As others have said, the units are produced in series, and when there are changes to production, this is recorded via serial number. The only thing your dealer will need to find you correct parts is your serial number (Sxxx-1234567). Always have that handy when ordering parts and you shouldn't have any issues.


----------



## Bob ‘Snow’ (Nov 9, 2020)

ScreamingEagle said:


> I have a Honda HS928TAS SN SZAK1140773 and would like to find the age of it


Asking the year of the blower is as foolish as it sounds. Are you insuring it, probably not. 
As far as the year of the Honda you are thinking about buying, it really does not matter and I will tell you the reasons why:
1)there are a lot of dealers who may be selling NOS(New Old Stock). They get 400 and sell 325 and 75 get carried forward, the people who bought the 325 had a very mild winter and may have used their blower 5-6 times and what was the conditions out when the blower was used and when they went out, did they Snowblow half of the street. You get my point. Honda has started putting Hour Meters on their machines. 
If I were buying used, I would be more concerned about the service that machine has had on it before you got it. 
There are only 4 real big issues/concerns, that you should be concerned about as an owner or buyer of a used machine and they will take your blower down for big money repairs. They are 1) seized bearings and there are 10 of them to consider 2) Contaminated Side Transmission Grease-a gear killer 3)Oil changes- 4) the use of properly adjusted side and rear skids/skis or lack there of.
Never ever load up the Side Transmission with grease through the Grease Zerk. That Zerk is meant for grease install at manufacturing stage or after a rebuild. You need to get that contaminated grease out of there. Once that So-called Dust Cover backs off the Side Casing, you are on the clock.

A Honda Snowblower purchase should be your last snowblower purchase, if you buy the right model and consider the 4 things above when getting your annual maintenance done.

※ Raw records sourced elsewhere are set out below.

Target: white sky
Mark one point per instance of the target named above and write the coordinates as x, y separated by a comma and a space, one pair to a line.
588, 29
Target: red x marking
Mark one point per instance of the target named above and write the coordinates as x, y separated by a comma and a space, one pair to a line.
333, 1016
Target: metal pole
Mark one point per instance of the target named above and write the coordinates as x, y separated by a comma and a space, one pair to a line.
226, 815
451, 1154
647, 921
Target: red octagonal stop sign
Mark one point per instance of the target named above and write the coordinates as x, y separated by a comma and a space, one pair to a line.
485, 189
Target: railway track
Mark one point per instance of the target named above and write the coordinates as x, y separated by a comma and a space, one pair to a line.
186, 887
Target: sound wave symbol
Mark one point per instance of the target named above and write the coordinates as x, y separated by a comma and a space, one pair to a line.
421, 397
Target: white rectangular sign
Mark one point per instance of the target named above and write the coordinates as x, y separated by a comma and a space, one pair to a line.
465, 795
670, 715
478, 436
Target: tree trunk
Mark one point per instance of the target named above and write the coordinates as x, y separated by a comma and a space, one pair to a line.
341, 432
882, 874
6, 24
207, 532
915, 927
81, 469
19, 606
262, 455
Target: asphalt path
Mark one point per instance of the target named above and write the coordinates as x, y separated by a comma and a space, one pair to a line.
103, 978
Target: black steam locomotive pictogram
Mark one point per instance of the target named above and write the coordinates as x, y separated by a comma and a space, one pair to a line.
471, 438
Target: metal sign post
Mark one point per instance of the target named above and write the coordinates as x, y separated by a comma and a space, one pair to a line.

People think a Honda purchase is indestructible and worry free. 
I hope I am wrong but of the many I have serviced, they have all been all singing off the same song sheet. 
That is the way I see it every time.


----------



## orangputeh (Nov 24, 2016)

Bob ‘Snow’ said:


> Asking the year of the blower is as foolish as it sounds. Are you insuring it, probably not.
> As far as the year of the Honda you are thinking about buying, it really does not matter and I will tell you the reasons why:
> 1)there are a lot of dealers who may be selling NOS(New Old Stock). They get 400 and sell 325 and 75 get carried forward, the people who bought the 325 had a very mild winter and may have used their blower 5-6 times and what was the conditions out when the blower was used and when they went out, did they Snowblow half of the street. You get my point. Honda has started putting Hour Meters on their machines.
> If I were buying used, I would be more concerned about the service that machine has had on it before you got it.
> ...


welcome to the forum

I agree with you about age of machine vs condition. Most people put too much emphasis in age, thinking a 8 year old 928 is better than a 23 year old 828.

I try to teach people what to look for in a good used Honda.Not going to list everything here. Too many people will buy a 5 year old machine from a snow removal company for peanuts thinking they got the deal of the century.

Then they bring it to me and the augers/bearings all need replacing , the bucket is trash, the right side tranny needs a rebuild , etc etc etc. I tell them they bought a parts machine. worth $100 at most.


----------



## Kiss4aFrog (Nov 3, 2013)

Bob ‘Snow’ said:


> That is the way I see it every time.


Happy B day Bob.

.


----------